I want to measure the magnitude and direction of a relation between two nominal variables: profession and hood. I choose to use Cramer's V based on this explanation.
import pandas as pd
import numpy as np
import scipy.stats as scis
# compute cramer's stat
def cramers_stat(contingency_table):
chi2 = scis.chi2_contingency(contingency_table)

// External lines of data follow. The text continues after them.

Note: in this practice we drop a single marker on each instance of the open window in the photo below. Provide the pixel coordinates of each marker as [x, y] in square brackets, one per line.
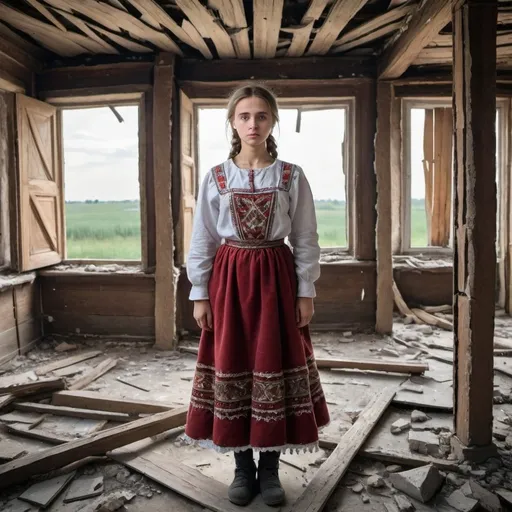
[314, 136]
[427, 205]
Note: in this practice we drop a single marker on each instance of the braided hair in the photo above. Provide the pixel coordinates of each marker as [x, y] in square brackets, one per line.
[249, 91]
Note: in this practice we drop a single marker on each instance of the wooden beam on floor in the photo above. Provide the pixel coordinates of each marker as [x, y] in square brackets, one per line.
[95, 401]
[165, 282]
[340, 13]
[384, 319]
[424, 25]
[376, 365]
[97, 444]
[474, 25]
[323, 484]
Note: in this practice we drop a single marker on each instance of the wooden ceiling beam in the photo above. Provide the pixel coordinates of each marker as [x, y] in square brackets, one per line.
[302, 34]
[187, 33]
[378, 23]
[341, 12]
[47, 14]
[232, 14]
[208, 26]
[267, 18]
[321, 68]
[424, 25]
[115, 20]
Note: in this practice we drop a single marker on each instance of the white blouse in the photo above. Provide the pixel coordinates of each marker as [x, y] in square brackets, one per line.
[263, 204]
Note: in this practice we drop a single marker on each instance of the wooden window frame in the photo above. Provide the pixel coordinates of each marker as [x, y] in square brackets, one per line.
[142, 101]
[349, 158]
[407, 104]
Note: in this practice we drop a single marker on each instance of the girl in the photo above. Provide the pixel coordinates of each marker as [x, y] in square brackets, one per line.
[256, 385]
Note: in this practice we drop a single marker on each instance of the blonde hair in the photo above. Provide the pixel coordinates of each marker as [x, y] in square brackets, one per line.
[249, 91]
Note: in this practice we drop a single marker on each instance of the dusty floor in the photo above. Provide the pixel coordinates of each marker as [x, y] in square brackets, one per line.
[168, 377]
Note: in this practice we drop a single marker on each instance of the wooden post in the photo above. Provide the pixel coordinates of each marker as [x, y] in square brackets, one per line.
[384, 321]
[164, 274]
[474, 106]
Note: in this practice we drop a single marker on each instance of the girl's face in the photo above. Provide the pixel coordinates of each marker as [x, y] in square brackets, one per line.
[253, 121]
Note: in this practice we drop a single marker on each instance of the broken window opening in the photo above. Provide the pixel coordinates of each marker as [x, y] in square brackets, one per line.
[312, 137]
[428, 176]
[101, 176]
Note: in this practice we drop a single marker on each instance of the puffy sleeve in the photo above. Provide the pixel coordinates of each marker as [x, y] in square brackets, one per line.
[205, 239]
[304, 236]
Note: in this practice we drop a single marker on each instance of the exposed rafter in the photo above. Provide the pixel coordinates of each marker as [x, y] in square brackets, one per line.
[232, 13]
[424, 25]
[208, 27]
[267, 22]
[302, 33]
[341, 12]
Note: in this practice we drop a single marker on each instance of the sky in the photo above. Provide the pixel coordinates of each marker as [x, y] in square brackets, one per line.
[101, 154]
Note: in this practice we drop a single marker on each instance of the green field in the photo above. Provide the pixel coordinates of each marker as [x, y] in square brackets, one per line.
[111, 230]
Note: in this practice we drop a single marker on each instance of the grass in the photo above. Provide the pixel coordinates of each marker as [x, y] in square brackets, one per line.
[111, 230]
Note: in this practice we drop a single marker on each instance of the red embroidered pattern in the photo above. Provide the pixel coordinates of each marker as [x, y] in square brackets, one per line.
[253, 214]
[262, 396]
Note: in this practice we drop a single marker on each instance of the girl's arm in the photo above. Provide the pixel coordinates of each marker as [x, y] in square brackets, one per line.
[303, 236]
[205, 239]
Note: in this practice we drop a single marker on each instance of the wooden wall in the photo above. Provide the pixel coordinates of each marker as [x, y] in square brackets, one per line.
[20, 319]
[98, 303]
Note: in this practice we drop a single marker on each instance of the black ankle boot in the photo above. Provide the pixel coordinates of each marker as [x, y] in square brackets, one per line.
[243, 488]
[268, 475]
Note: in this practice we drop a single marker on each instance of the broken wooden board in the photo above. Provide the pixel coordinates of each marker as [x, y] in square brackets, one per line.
[10, 450]
[33, 388]
[72, 412]
[328, 476]
[5, 400]
[96, 444]
[93, 374]
[373, 364]
[182, 479]
[93, 400]
[436, 395]
[68, 361]
[44, 493]
[84, 488]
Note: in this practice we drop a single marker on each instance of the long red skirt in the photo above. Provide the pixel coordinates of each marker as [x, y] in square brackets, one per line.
[256, 383]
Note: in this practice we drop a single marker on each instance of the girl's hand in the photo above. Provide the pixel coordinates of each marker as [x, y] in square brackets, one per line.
[304, 311]
[203, 314]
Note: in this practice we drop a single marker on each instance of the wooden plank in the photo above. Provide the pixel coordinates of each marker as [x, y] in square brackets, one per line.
[180, 478]
[95, 401]
[32, 388]
[5, 400]
[311, 68]
[96, 444]
[164, 275]
[374, 24]
[68, 361]
[373, 36]
[377, 365]
[340, 13]
[232, 14]
[72, 412]
[267, 16]
[475, 219]
[302, 33]
[42, 494]
[322, 485]
[208, 27]
[73, 323]
[384, 320]
[95, 373]
[424, 25]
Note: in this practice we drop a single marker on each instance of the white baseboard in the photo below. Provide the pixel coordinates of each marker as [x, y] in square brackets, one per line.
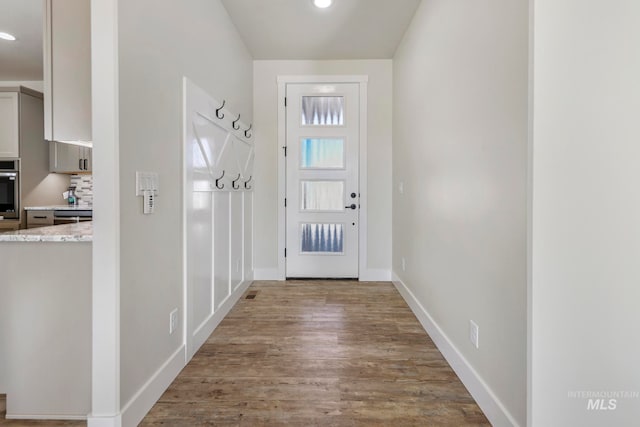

print('chi2 p-value: ', chi2[1])
if chi2[1] < 0.05:
n = contingency_table.values.sum()
return np.sqrt(chi2[0] / (n*(min(contingency_table.shape)-1)))
else:
return 'no relation'
# create df
hoods = pd.DataFrame({
'profession': np.random.choice([
'painter',
'plumber',
'statistician'
], 200, p=[.2,.4,.4])
})
# fill hood value with trends
def hood(value):
if value == 'painter':
return np.random.choice(['Uptown', 'Downtown', 'Burbs'], p=[.8,.1,.1])
elif value == 'plumber':
return np.random.choice(['Uptown', 'Downtown', 'Burbs'], p=[.3,.5,.2])
elif value == 'statistician':
return np.random.choice(['Uptown', 'Downtown', 'Burbs'], p=[.2,.7,.1])
hoods['hood'] = hoods.profession.apply(hood)
Frequencies
pd.crosstab(hoods.profession, hoods.hood)
#hood Burbs Downtown Uptown
#profession
#painter 4 4 35
#plumber 12 46 25
#statistician 3 55 16
Results
cramers_stat(pd.crosstab(hoods.hood, hoods.profession))
#chi2 p-value: 4.17294374904e-11
#0.36905673033287301
Question 1
This V statistic tells me that there is a relation between profession and hood. Without other V statistics for context, how do I tell how strong this is? What is the plain english statement I can make about the statistic magnitude and direction?
Question 2
Does this statistic allow me to make statements about the strength of individual hoods and individual professions? For example, "painters are significantly more likely to live in Uptown (Cramer's V=0.35, p=4.7e-10)"?